La quatrieme corde du premier tétracorde étoit la premiere du second, & la quatrieme corde du troisieme étoit la premiere du quatrieme; mais le second & le troisieme n'avoient point de corde commune. Chaque corde étoit désignée par un nom particulier; ces noms étant très - difficiles à retenir, nous y substituerons ceux qui leur répondent dans la musique d'aujourd'hui. Les quatre tétracordes dont il s'agit étoient les suivans, en montant du grave à l'aigu.

1er tétracorde, ou le plus grave, si, ut, ré, mi. Second, mi, fa, sol, la. Troisieme, si, ut, ré, mi. Quatrieme, mi, fa, sol, la. Ce qui fait en tout quatorze sons. Pour avoir le quinzieme son & compléter les deux octaves, on ajoûtoit un son la au - dessous du si du premier tétracorde. Voyez Proslambanomene.

Il y avoit une seconde maniere d'entonner le troisieme tétracorde; c'étoit de lui substituer celui - ci, la, si, ut, ré, qui avoit son premier son la commun avec le tétracorde précédent, & qui donnoit au système un si de plus, & par conséquent une seizieme corde.

Les noms de chacune des cordes du système étant longs & embarrassans, ne pouvoient servir pour ce que nous appelions solfier. Pour y suppléer, les Grecs désignoient les quatre cordes de chaque tétracorde, en montant du grave à l'aigu, par ces quatre monosyllabes, té, ta, té, tô. Voyez les mémoires de M. Burette, dans le recueil de l'acad. des Belles - Lettr. Par - là on voit aisément la différence du système des Grecs & de celui de Guy.
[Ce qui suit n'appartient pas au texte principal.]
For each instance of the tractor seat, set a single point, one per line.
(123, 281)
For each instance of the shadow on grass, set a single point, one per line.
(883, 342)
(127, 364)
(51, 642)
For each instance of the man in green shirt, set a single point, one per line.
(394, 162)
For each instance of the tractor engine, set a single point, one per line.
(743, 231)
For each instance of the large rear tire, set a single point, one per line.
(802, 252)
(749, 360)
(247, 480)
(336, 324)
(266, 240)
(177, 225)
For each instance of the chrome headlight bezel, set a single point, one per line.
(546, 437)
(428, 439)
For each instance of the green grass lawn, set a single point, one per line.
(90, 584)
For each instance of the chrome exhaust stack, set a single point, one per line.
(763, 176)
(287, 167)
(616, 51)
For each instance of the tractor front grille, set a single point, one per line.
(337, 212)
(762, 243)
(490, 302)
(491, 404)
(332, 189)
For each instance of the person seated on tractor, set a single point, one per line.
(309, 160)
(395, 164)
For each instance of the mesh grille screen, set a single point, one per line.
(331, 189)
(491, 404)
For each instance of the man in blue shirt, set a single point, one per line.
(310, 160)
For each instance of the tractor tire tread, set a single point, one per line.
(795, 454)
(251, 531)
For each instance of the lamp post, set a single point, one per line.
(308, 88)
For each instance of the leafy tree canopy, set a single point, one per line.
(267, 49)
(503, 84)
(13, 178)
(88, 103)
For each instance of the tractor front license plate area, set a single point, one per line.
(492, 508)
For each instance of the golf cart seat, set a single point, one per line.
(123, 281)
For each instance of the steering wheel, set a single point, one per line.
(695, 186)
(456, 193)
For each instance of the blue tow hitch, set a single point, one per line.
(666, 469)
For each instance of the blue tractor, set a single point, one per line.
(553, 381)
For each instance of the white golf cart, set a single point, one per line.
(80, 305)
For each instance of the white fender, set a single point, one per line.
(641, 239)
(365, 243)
On sait que les notes ut, ré, mi, &c. de la gamme de Guy, sont prites des trois premiers vers de l'hymne de S. Jean; mais on ne sait pas précisément quelle raison a déterminé Guy à ce choix. Il est certain que dans cette hymne, telle qu'on la chante aujourd'hui, les syllabes ré, mi, fa, &c. n'ont point, par rapport à la premiere syllabe ut, les sons qu'elles ont dans la gamme. Ainsi ce n'est point cette raison qui a déterminé Guy, à - moins qu'on ne veuille dire qu'alors le chant de l'hymne étoit différent de celui qu'elle a aujourd'hui, ce qu'on ne peut ni prouver, ni nier.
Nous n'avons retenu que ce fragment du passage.